John Harvard, Canadian Parliamentarian

It wasn’t exactly a hero’s welcome for John Harvard when he swept into town a few years ago. At John
By Rachel E. Dry

It wasn’t exactly a hero’s welcome for John Harvard when he swept into town a few years ago. At John Harvard’s brewhouse he couldn’t even get a drink on the house, even after the ultimate name drop. All he got was a book of matches. And he even managed to leave town without posing for an obligatory snapshot at the feet of the other John Harvard. “I haven’t been to the statue,” Harvard says. “I did buy all kinds of souvenirs. Magnets, steins. I could have spent thousands.”

This veteran Liberal member of parliament from Manitoba may wear his Crimson colors proudly, but he is not an actual descendant of John Harvard himself. In fact, he’s named after an airplane.

“It’s a very different branch of Harvards,” he says, going on to explain that it has nothing really to do with the Puritanical Harvards at all. “My parents came form Iceland. Our family name is rather difficult to pronounce,” he says, attempting to phonetically spell the Icelandic Heidman (his best attempt: hayth-man). Young John Heidman was given the middle name Harvard by his mother, who was partial to the Harvard training aircraft that the Canadian military flew at noisy intervals over their Winnipeg home. But when he entered broadcast journalism in 1959, he shed the unpronounceable trappings of his Icelandic heritage and went simply by John Harvard.

Harvard says he knew nothing of the good luck rituals associated with the Yard statue, but that he is not a superstitious man himself. “I consider the name a good luck charm. It’s a very nice sounding name. The Harvard name is a household name.”

It won’t, however, be a personage cast twice in bronze. “My legacy probably won’t be in the form of a statue,” the politician demurs. For now, though, he’s proud to have made the switch.

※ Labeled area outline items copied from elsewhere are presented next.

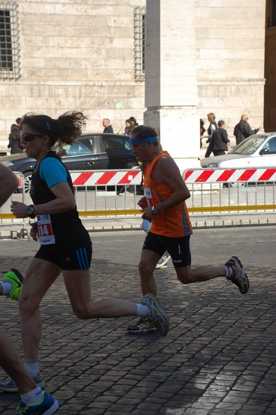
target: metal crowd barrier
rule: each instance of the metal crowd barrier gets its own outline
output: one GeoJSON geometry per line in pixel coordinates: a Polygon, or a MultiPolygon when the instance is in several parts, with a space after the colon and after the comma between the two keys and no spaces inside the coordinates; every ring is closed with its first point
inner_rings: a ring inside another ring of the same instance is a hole
{"type": "Polygon", "coordinates": [[[276,169],[193,169],[183,174],[192,214],[276,212],[276,169]]]}
{"type": "MultiPolygon", "coordinates": [[[[10,212],[12,200],[32,203],[25,191],[24,176],[19,179],[19,192],[0,209],[0,235],[4,226],[11,237],[28,235],[28,218],[17,219],[10,212]],[[15,228],[18,230],[15,230],[15,228]]],[[[140,169],[80,171],[71,172],[80,216],[84,221],[136,215],[141,194],[140,169]]],[[[187,205],[191,216],[212,213],[244,214],[248,212],[275,213],[276,169],[190,169],[183,173],[191,197],[187,205]]]]}

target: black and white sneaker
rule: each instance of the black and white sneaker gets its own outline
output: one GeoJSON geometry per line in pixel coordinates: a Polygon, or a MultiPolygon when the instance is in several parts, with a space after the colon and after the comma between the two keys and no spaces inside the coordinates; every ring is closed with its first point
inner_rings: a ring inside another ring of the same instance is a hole
{"type": "Polygon", "coordinates": [[[160,268],[167,268],[167,262],[169,261],[171,258],[170,255],[167,251],[165,252],[165,254],[160,257],[158,263],[156,264],[156,266],[155,267],[156,270],[158,270],[160,268]]]}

“It’s a great name. I had to make the decision rather precipitously early in my career. And I thought briefly that I might regret giving up my family name, but now I wouldn’t want any other name.” Apart from enjoying what he calls its “luster,” he also likes that the name appears to be just two-of-a-kind. “Wherever I travel, I look in the telephone books and I can never find another Harvard.”